St. Louis Zoo Expansion Update

The St. Louis Zoo has released new updates about WildCare park as they get ready to work on construction.


WildCare Park will have sections for people to relax during their safari.

The Saint Louis Zoo stays put as a wonderful attraction to the city of St. Louis ever since it became an organization in Forest Park during November 1910. This zoo is known for its wonderful educational programs for children, their established railroads, and the variety of animals and species encountered by visitors. A few years ago, the property was to expand out to Northern St. Louis. However, people are surely wondering why it’s still an empty field. 

According to STLToday, the foundation is spending $230 million to expand the main section of the zoo, known as WildCare park. This land is expected to take up 425 acres and be designated for endangered animals while visitors can go on safaris and glamp out there. However, none of the animals will arrive until 2023, and this new section of WildCare Park won’t be fully established until 2027. This section will be four times bigger than the property of the main zoo. 

Safaris taken in WildCare Park will resemble the ones at Grant’s Farm because trams will be installed so visitors can get a better glimpse at endangered species. Photo Provided by STL ZOO.

Part of the structure will include safaris of spotting animals and rhinos right from an open-aired tram, and an 11-story tower to get a view of the rivers and the Gateway Arch, the landmark of St. Louis. This was a decision made by the zoo in 2018, when they purchased the property for this expansion. There are many plans to come with how animals will arrive over the next five years. 

KSDK notes how close this property will feel to people visiting the zoo compared to when they visit the main zoo, because they say they won’t have to go all the way to the St.
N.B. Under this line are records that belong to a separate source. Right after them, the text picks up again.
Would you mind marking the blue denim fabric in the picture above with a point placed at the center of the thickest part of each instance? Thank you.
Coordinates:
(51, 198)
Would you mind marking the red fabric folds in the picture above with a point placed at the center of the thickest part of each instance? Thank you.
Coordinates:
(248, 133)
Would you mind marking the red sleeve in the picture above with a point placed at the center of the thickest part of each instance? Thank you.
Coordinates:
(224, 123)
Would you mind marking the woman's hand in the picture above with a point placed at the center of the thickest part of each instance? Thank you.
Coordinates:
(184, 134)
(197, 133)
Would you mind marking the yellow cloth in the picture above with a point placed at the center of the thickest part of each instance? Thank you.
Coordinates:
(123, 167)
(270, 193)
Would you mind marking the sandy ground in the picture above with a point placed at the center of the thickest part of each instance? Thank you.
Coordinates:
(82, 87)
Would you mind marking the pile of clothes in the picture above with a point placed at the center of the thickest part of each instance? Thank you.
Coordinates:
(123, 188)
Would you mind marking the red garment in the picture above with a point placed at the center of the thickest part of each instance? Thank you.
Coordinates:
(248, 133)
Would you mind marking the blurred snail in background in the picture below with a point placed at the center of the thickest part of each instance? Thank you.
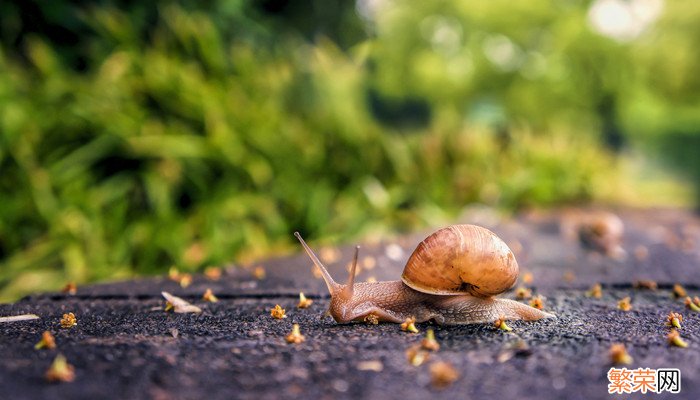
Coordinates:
(451, 278)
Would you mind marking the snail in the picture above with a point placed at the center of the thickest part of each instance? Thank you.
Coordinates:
(451, 278)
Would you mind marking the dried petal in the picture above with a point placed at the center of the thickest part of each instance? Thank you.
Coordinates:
(295, 336)
(70, 288)
(372, 319)
(675, 339)
(429, 342)
(537, 302)
(409, 325)
(501, 324)
(674, 319)
(277, 312)
(209, 296)
(416, 355)
(303, 301)
(68, 321)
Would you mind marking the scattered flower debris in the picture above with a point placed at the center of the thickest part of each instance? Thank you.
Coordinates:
(501, 324)
(409, 325)
(303, 301)
(625, 304)
(372, 319)
(278, 312)
(70, 289)
(47, 341)
(429, 342)
(259, 272)
(646, 284)
(618, 354)
(679, 291)
(674, 338)
(442, 374)
(596, 291)
(213, 273)
(537, 302)
(60, 370)
(174, 274)
(523, 293)
(68, 320)
(372, 365)
(416, 355)
(674, 319)
(693, 304)
(15, 318)
(295, 336)
(179, 305)
(209, 296)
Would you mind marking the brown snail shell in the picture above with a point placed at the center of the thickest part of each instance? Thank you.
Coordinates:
(461, 259)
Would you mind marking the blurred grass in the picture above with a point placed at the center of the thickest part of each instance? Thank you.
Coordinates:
(194, 134)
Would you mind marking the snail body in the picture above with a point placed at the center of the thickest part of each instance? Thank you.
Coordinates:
(451, 278)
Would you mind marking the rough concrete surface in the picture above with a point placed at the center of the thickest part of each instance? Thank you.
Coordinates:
(126, 346)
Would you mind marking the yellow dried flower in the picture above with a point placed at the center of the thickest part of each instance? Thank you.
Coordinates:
(442, 374)
(174, 274)
(674, 319)
(625, 304)
(68, 320)
(537, 302)
(416, 355)
(372, 319)
(213, 273)
(209, 296)
(501, 324)
(60, 370)
(693, 304)
(619, 355)
(47, 341)
(409, 325)
(675, 339)
(596, 291)
(278, 312)
(295, 336)
(523, 293)
(429, 342)
(303, 301)
(70, 288)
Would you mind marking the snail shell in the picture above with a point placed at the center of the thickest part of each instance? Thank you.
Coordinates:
(461, 259)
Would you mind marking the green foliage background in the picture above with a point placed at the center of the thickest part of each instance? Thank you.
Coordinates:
(135, 137)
Louis city area. They are also excited about the fact that animals that are usually seen in Africa will be on similar land, but in northern St. Louis County instead, consuming Spanish Lake as well. To visit this site of the zoo, tickets are expected to be $25 to $30.  

There are eighteen different animals and species expected to live on this property, according to FOX2NOW. Visitors and spectators are likely to see giraffes, Grevy’s zebras, the greater kudu, addax, bongo, roan antelope, somali wild ass, Przewalski’s horse, scimitar-horned oryx, waterbuck, nile lechwe, banteng, various species of the gazelle, white rhino, eland, sable antelope, bactrian camel, and the ostrich. Most of these animals are not seen in the main section of the zoo, in Forest Park, because the next 425 acres to be taken is where endangered animals will be.